栗林公園 掬月邸(香川県)
建物名 | 栗林公園 掬月邸 | 住所 | 香川県高松市栗林町1丁目20-16 |
設計者 | 伊藤要太郎 | 施工者 | - |
建築年 | 1742年 | 訪問日 | 2025/3/28 |
国の特別名勝に指定されている栗林公園内にある掬月邸。
栗林公園の前はフェリー乗り場に向かう途中で何度か通っていましたが、藤森さんの「木造文化遺産」の書籍で紹介されていたことを思い出して立ち寄りました。
6つの池と13の築山があり、75haある日本一の広さを誇る公園自体も素晴らしく、歩くたびに景色がコロコロ変化し飽きさせず、次はどんな風景がみえるのかワクワクしながら散策できます。石壁(赤壁)

讃岐質安山岩の石壁(赤壁)。三国志などの中国古戦場からが名前の由来

ハスの池。松以外は手入れをせず自然のままとのこと。実生でまたきれいな蓮池になるよう。
その中にはいくつかの建物がありますが、今回のお目当ては「掬月邸」。抹茶とお菓子をいただきました。

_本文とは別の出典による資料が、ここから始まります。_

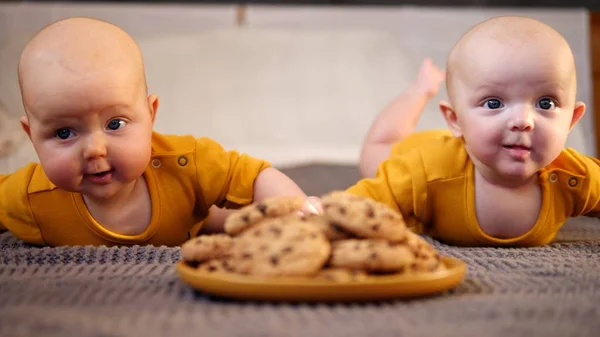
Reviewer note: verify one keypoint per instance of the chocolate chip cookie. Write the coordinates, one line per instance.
(280, 247)
(363, 217)
(250, 215)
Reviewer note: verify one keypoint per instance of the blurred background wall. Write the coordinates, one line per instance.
(293, 82)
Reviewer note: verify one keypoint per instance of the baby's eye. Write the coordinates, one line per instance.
(492, 104)
(63, 133)
(116, 124)
(546, 104)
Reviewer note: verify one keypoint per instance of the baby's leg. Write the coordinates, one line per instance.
(399, 118)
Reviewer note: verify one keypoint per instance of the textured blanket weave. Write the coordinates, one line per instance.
(135, 291)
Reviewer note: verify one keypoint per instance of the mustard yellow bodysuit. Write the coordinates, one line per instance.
(429, 179)
(185, 177)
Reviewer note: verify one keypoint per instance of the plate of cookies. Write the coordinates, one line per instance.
(356, 250)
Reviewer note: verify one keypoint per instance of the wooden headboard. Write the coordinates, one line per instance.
(595, 62)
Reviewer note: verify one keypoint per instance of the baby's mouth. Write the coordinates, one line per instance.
(517, 147)
(101, 177)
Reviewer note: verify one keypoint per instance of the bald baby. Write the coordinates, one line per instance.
(103, 170)
(512, 37)
(74, 52)
(499, 177)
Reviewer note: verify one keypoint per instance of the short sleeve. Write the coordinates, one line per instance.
(401, 184)
(588, 202)
(15, 211)
(226, 178)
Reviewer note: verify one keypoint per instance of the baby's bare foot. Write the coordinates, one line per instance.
(430, 78)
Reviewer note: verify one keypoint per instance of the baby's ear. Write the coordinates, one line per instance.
(578, 112)
(451, 118)
(25, 126)
(153, 105)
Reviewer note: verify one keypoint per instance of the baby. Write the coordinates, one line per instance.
(501, 175)
(104, 177)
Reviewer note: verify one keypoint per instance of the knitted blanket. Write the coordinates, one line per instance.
(135, 291)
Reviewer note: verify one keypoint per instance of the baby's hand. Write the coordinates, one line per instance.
(312, 205)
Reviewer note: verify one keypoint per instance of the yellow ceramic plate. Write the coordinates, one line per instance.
(297, 289)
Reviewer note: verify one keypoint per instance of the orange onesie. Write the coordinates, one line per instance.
(185, 177)
(429, 179)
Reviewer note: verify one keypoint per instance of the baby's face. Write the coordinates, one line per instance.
(515, 107)
(92, 131)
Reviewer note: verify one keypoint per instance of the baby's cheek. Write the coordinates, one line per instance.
(62, 170)
(132, 160)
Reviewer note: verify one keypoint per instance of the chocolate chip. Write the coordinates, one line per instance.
(193, 264)
(275, 230)
(262, 208)
(370, 212)
(274, 260)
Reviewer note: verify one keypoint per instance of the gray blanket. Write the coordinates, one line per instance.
(135, 291)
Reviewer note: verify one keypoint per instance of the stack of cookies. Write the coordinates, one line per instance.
(354, 238)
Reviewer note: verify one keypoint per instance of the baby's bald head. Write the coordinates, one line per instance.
(72, 52)
(512, 35)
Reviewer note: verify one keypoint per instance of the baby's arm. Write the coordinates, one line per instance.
(399, 118)
(269, 183)
(229, 180)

名前の由来は、「水を掬すれば 月手に在り(現代語訳:湖面にうつった月を見て、両手 で水を掬えば月が手に取れるようだ)」という中国唐時代の詩にあるとのこと。つまり、掬月亭は夜を楽しむための 建築としてつくられたと考えられていますが、日中でもその魅力は伝わります。
最も目を引くのが、その開放性です。開放性を実現しているのが、建具の工夫です。
基本は障子ですが、風雨はしのげません。板雨戸が必要になりますが、仕舞うには戸袋が必要になります。戸袋をつけるとどうしても壁ができ視界を遮ってしまいます。
そこで考え出されたのが、雨戸をコーナー部分で回転させ一か所の戸袋に集めるという方法です。
建物のコーナーを見ると回転のための工夫が見て取れます。
128枚の板戸があるといいます。そのため、数か所ある戸袋も分厚いです。
この建具の工夫で軽快な建物が実現しています。
それを補佐するのが、室内の壁や天井の仕上げです。
通常は土壁に漆喰を塗ったりして仕上げますがそれでは、重量が重くなってしまいます。
そこで掬月亭では和紙が貼られた襖のような仕様。よく見ると紙を貼り合わせた線が見えます。
その他ディテールも遊び心があり見ていて飽きません。
格式ある書院造りでありながら、桂離宮の数寄屋造りの楽しさも持ち合わせています。
池に張り出した縁側は手摺も低く抑えられ、視界を邪魔しません。